Cockroach DB dies after a week of doing nothing

I have a cluster of 5 servers, which I’ve been testing CDB on. I have not put any new data into it in about two weeks, and do not have any clients reading from it.

Even though it’s not doing anything, the servers still kill themselves every now and then, with no FATAL logs, and nothing standing out in the ERROR logs.

Also, it’s using an average of about 700MB RAM even though it has not been asked to do anything /in two weeks/.

I don’t know if I’m overlooking something, but what is the minimum spec for a machine to have before it can have Cockroach running on it without exploding periodically? I see you put up a page recently explaining how to add CDB to a Digital Ocean droplet, but you did not specify /what spec/ you chose for the virtual machine.

Hi kae,
for your information most of the “natural growth” of a CockroachDB cluster for now is due to internal monitoring – the internal monitoring data is collected in the database over time so you can analyze activity retroactively in the admin UI.

There was a known limitation in that old monitoring data was not properly deleted, causing slow but unchecked growth. Hopefully this will be addressed in the next beta.
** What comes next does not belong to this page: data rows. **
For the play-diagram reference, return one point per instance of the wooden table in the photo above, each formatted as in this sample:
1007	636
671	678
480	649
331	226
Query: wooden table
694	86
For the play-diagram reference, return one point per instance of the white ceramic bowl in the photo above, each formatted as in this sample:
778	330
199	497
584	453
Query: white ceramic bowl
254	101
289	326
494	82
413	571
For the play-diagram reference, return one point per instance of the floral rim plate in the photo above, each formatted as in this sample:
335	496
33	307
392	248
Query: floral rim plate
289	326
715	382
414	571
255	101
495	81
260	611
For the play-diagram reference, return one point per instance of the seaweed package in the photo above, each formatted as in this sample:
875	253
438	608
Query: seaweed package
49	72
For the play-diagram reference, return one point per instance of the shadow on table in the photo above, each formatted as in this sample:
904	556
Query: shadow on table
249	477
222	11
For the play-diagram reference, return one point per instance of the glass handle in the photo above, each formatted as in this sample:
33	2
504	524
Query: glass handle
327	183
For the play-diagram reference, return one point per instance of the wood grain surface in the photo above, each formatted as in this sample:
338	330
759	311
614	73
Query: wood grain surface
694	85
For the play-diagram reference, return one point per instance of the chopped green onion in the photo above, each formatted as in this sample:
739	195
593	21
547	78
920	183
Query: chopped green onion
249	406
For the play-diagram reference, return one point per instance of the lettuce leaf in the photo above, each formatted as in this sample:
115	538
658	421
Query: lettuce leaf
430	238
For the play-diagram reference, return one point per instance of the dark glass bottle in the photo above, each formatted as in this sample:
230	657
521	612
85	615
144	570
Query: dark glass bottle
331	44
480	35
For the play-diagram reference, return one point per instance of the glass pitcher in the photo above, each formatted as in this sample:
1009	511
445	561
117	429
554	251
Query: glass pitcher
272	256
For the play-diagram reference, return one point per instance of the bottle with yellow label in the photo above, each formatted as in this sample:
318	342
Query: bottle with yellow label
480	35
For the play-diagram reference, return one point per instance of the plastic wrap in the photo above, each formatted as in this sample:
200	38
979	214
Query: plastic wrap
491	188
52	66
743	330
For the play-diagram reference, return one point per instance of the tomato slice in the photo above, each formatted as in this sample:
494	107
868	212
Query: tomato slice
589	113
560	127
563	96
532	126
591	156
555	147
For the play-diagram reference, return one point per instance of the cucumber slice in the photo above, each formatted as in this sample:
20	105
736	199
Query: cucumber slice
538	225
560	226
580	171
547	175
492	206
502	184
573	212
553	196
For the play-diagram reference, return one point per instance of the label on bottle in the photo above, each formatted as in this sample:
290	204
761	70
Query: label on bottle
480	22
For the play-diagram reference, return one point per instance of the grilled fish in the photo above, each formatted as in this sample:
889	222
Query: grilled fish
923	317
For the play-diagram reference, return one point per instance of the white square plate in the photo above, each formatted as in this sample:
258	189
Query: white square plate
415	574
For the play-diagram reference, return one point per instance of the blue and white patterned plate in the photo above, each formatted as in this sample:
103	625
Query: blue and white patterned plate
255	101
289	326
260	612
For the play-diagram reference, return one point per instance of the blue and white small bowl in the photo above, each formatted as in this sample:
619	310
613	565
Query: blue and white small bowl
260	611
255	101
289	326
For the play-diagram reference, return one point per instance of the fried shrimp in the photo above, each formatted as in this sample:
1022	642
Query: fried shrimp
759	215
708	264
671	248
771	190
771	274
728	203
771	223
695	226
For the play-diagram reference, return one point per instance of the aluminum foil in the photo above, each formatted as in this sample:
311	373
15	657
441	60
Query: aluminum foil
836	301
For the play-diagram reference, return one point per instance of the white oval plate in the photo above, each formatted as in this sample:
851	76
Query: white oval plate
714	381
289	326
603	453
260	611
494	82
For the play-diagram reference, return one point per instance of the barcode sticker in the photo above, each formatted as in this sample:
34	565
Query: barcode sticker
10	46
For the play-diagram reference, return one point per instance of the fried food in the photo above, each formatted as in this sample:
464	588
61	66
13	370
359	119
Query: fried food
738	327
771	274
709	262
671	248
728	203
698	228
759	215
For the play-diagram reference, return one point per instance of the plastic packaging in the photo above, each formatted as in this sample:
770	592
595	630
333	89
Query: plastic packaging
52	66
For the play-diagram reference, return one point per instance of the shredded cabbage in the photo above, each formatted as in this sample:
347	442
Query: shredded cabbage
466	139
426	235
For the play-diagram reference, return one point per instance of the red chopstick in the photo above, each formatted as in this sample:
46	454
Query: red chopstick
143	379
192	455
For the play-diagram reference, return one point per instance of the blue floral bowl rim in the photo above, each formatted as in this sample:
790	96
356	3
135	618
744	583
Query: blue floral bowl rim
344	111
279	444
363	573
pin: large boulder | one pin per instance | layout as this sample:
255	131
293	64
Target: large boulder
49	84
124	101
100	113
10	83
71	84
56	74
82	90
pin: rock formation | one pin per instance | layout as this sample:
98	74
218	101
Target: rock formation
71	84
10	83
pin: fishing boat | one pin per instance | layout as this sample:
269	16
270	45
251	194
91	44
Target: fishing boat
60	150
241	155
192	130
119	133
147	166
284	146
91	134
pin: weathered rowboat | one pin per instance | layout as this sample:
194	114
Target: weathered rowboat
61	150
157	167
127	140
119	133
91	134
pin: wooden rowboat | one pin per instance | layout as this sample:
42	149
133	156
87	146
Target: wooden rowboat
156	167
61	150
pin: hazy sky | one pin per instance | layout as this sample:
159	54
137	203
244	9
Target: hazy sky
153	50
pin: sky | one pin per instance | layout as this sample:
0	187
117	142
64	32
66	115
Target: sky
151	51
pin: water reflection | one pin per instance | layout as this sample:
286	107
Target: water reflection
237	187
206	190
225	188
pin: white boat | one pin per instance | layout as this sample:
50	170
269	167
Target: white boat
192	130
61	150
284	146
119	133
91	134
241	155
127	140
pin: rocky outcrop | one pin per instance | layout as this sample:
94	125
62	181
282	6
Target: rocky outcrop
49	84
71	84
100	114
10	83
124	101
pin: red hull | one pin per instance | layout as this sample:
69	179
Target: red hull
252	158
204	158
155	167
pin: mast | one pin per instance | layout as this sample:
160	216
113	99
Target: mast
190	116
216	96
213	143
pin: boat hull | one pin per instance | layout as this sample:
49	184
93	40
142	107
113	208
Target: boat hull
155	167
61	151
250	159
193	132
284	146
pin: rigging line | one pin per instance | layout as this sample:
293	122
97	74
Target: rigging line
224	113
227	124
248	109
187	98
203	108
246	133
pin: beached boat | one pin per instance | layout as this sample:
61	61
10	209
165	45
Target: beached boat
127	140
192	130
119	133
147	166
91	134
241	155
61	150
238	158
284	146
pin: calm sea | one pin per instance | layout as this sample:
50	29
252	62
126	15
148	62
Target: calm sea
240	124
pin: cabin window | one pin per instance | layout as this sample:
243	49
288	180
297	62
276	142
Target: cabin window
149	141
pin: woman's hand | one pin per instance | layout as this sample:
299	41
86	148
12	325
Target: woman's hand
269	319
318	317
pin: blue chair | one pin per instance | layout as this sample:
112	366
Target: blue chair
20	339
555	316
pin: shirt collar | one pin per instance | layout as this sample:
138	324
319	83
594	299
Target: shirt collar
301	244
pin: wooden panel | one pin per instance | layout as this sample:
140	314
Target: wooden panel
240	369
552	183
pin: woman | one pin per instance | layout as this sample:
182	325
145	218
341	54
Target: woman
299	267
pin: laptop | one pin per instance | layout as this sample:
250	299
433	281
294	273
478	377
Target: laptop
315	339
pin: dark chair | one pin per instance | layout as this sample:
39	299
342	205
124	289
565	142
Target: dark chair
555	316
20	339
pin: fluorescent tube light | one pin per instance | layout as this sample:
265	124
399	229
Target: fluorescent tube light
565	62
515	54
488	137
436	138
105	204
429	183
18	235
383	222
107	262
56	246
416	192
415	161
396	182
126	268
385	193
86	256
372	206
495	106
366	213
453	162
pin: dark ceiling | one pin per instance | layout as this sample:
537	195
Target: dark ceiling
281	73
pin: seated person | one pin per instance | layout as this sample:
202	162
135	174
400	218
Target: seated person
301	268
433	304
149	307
Besides this, there is also an asymptotic growth to the maximum RocksDB cache size in RAM. RocksDB will naturally increase its cache up to the limit set with --cache-size or the default which is 25% of physical RAM, and this memory is not deallocated until node shutdown/restart. The cache activity causing cache growth is, in your case, mainly due to the internal monitoring activity.

We do not expect other sources of unbounded memory growth. If you suspect there may be a memory leak, we have some additional tools that we can help you use in your deployment to collect debugging data. Let us know if you are interested.

You missed the other question (thanks for the info on RocksDB, though - didn’t know that)

My other question:

We haven’t attempted to define a minimum spec for CockroachDB yet; most of our long-term testing has been on larger machines. Our current recommendation is to use at least 2GB of RAM for production deployment (this appears in our new blog post about deploying on digitalocean but hasn’t been integrated into the other deployment docs).

That said, if you’re seeing continued memory growth once the RockDB cache reaches its 25% plateau, that’s a bug that we’d like to fix.